28 Kasım 2025 Cuma Hutbesi Yayımlandı: 'Fedakârlığın Zirvesi: Îsâr'
Diyanet İşleri Başkanlığı tarafından hazırlanan 28 Kasım 2025 Cuma hutbesi, bu hafta müminleri derinden etkileyen bir konuya, îsâr yani karşılıksız fedakârlık ahlakına dikkat çekiyor.
Fedakârlığın Kalbindeki Ahlak: Îsârın İslam’daki Yeri
Hutbede îsâr, kişinin Allah rızası için başkalarını kendine tercih etmesi, imkânı olsa da olmasa da ihtiyacı olanın yanında durması olarak açıklanıyor.
Bu duygu, bencillik ve cimrilikten arınmış bir gönül, şefkatle yoğrulmuş bir kalp gerektiriyor.
Anne babaya gösterilen hürmetten toplumsal dayanışmaya, körün gözü, yürüyemeyenin ayağı, tutamayanın eli olabilmeye kadar geniş bir alan, îsâr ahlakının kapsamı içinde değerlendiriliyor.
Hutbede özellikle Gazze gibi mazlum coğrafyalardaki kardeşlere maddi ve manevi destek vermenin önemine dikkat çekiliyor.

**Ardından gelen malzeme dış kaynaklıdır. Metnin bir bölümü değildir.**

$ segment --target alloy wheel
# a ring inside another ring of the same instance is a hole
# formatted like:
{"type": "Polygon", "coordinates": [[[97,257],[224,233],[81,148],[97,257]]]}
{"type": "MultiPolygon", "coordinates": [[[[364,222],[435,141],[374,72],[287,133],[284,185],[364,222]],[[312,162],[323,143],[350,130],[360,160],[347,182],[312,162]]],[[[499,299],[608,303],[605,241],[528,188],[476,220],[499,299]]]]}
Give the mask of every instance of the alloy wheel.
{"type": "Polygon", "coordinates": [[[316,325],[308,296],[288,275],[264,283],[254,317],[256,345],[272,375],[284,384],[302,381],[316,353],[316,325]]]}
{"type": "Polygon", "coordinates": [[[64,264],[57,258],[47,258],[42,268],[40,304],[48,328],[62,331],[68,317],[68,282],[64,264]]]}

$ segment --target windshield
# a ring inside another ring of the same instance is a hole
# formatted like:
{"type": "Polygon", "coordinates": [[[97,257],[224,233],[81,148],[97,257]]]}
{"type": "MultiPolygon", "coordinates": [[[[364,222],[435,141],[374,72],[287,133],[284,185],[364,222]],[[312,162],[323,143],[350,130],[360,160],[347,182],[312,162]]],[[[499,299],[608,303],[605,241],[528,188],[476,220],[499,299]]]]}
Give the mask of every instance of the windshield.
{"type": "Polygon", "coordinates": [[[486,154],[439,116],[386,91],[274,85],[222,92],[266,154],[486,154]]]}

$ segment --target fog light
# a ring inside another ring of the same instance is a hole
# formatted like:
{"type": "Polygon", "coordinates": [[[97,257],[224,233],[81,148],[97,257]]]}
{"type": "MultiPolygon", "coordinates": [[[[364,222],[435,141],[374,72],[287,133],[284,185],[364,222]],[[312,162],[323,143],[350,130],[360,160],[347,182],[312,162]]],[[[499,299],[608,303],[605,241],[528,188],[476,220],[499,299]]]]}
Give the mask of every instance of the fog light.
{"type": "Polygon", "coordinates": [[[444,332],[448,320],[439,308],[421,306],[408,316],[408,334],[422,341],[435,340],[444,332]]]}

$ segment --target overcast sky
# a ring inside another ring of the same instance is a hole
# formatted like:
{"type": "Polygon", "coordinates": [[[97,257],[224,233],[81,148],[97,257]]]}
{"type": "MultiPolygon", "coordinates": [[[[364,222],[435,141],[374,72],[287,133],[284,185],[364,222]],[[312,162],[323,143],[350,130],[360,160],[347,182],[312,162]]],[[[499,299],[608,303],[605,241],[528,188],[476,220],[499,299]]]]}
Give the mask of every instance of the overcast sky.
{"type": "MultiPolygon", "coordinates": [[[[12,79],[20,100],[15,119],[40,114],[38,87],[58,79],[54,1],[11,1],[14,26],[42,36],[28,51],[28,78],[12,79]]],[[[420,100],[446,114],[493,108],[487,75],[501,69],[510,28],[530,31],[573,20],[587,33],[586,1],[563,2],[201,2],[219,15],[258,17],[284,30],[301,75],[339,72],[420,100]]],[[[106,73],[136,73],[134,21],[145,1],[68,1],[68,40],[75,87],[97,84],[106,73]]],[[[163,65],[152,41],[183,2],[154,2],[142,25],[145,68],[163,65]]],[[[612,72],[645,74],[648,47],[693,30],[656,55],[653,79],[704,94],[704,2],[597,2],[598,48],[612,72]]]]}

Müminlere, komşusundan akrabasına, yakınından dünyanın öbür ucundaki mazluma kadar herkesin yüküne omuz verme sorumluluğu hatırlatılıyor.
Peygamberimizin ve Ashabın Hayatından Fedakârlık Örnekleri
Cuma hutbesinde, îsâr kavramının sahada nasıl yaşandığına dair en güçlü örnekler Peygamber Efendimiz (s.a.s.) ve onun güzide sahabelerinden veriliyor.
Ashabın yoksul, yetim ve esirlere ikramda bulunmasını anlatan ayetten alıntı yapılarak, onların hiçbir karşılık beklemeden yalnızca Allah için iyilik yaptıkları vurgulanıyor.
Peygamberimizin, “Kendin için istediğini mümin kardeşin için de istemedikçe iman etmiş olmazsın” hadisi ile fedakârlığın, imanın derinliklerine kadar uzanan bir değer olduğuna işaret ediliyor.
Günlük Hayatta Kaybolan Değerler: Îsâr Sınavını Nerede Veriyoruz?
Hutbe, modern hayatın içindeki bazı davranışların îsâr ahlakıyla ne kadar çeliştiğini somut örneklerle ortaya koyuyor.
Trafikte yol vermeyen, ambulans ve itfaiye araçlarının geçişini engelleyen, engelli park yerlerini işgal eden kişilerin tutumu ibretlik olarak nitelendiriliyor.
Komşusunun rahatsız olacağını bile bile yüksek sesle televizyon veya müzik açanlar…
Kusurlu malı satarken gerçeği gizleyenler…
Toplu taşımada yaşlı, hamile veya hasta birine yer vermeyenler…
Hutbede bu davranışların her birinin, îsâr ahlakından ne kadar uzak olduğuna dikkat çekiliyor ve müminlerin empati, incelik, adalet ve vicdanla hareket etmeleri gerektiği hatırlatılıyor.
İyilikte Yarışmaya Çağrı: Toplumun Her Katmanına Sorumluluk Düşüyor
Hutbenin son bölümünde, “İyilik ve takvâ hususunda yardımlaşın” ilahi emri hatırlatılarak, müminlerin hayatın her alanında birbirinin yükünü hafifletmesi gerektiği ifade ediliyor.
Her yetimin duasında yer almak, her mazlumun tebessümüne sebep olmak, toplumda güven ve huzuru çoğaltmak hutbenin ana mesajı olarak öne çıkıyor.
Peygamber Efendimizin “Kul, kardeşinin yardımında olduğu sürece, Allah da onun yardımcısı olur” hadisiyle biten hutbe, Cuma gününde Müslümanlara hem bireysel hem toplumsal bir sorumluluk çağrısı niteliği taşıyor.
Bu haftaki Cuma hutbesi, îsâr kavramını yalnızca bir erdem olarak değil, toplumun huzurunu ve adaletini ayakta tutan ahlaki bir direk olarak yeniden gündeme getiriyor.